Years on Earth are divided into four seasons, each marked by a solstice or an equinox. In the mild seasons of spring and autumn, you have equinoxes, so named because they mark the period of time in which day and night are equally long (per Britannica). It's a combination of the Latin word aequus, meaning equal, and nox, meaning night, according to Merriam-Webster. In the Northern Hemisphere, the vernal (that is, spring) equinox occurs around March 21, and the autumnal equinox occurs around September 23. Both mark the first days of their respective seasons.

Solstices, on the other hand, occur during the seasons of climate extremes: summer and winter. During the summer solstice, the day is at its longest point, and during the winter solstice, the day is at its shortest point. Again, the solstices mark the start of their respective seasons, with the summer solstice occurring on June 20 or 21 and the winter solstice occurring on December 20 or 21 (in the Southern Hemisphere, the seasons are switched).

But why do they occur at all?

Without solstices and equinoxes, we might not exist

Seasons are not caused by how far the sun is from earth — after all, if this were the cause, seasons would not be flipped for the Northern and Southern Hemispheres. In fact, the earth is closest to the sun in early January (per Space).

Seasons are instead caused by Earth's slight and constant tilt, according to NASA. In the Northern Hemisphere's winter, it is tilted away from the sun, while the Southern Hemisphere is tilted toward it. This means that the southern hemisphere gets longer and more direct heat and light from the sun, resulting in summer for the Southern Hemisphere and winter for the Northern Hemisphere. This also affects the length of the days, with days in summer lasting longer than days in winter.
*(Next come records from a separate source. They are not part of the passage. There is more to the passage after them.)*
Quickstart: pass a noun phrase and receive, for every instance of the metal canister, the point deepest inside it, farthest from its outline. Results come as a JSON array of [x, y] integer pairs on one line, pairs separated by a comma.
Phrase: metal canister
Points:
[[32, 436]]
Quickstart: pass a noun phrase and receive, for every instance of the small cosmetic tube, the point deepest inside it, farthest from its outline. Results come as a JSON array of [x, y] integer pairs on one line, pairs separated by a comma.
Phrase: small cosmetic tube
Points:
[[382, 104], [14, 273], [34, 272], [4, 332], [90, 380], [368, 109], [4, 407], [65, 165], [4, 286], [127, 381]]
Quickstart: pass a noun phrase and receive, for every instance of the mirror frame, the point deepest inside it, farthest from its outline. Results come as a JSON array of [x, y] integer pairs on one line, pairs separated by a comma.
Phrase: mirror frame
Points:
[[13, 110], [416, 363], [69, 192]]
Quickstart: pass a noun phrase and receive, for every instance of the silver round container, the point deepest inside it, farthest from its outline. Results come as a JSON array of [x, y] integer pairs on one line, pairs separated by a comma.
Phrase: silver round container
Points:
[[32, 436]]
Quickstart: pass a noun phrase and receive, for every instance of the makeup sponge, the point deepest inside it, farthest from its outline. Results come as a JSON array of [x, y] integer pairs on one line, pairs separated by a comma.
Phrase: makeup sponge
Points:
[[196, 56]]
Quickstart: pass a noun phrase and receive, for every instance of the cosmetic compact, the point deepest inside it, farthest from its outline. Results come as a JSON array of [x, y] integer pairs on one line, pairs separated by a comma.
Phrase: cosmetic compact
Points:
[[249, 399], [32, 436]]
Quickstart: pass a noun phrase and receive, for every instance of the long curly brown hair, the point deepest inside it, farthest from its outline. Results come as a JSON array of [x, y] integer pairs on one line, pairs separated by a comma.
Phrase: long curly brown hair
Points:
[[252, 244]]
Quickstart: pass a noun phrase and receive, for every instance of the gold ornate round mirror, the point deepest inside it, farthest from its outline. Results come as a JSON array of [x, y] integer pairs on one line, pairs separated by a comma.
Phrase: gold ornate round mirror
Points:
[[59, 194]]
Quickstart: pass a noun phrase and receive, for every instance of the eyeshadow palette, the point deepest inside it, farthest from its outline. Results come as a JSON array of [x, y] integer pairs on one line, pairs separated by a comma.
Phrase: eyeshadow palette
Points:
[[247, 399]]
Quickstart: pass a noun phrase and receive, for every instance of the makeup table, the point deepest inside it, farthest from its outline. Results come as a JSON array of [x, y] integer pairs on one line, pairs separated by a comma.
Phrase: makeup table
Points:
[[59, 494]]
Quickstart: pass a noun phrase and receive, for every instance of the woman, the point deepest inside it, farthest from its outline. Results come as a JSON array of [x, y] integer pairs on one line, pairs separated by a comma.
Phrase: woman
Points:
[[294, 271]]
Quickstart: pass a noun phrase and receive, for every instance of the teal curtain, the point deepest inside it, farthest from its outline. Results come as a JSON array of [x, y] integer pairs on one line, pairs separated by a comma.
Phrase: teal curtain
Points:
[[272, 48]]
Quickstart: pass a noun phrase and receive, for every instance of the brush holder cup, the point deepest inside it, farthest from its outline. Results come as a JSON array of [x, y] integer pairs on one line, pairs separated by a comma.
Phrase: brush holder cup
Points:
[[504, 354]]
Earth's tilt is thought to have been caused by a collision with another planet during the early days of the solar system, according to NASA. Not only did this collision create Earth's seasons, a chunk of Earth that broke off eventually formed Earth's moon. Both of these traits of Earth are so important that some scientists believe both a large moon (via ICR) and a slight tilt (via NASA) are needed for planets to give rise to complex life. By this theory, our existence is literally dependent on solstices and equinoxes.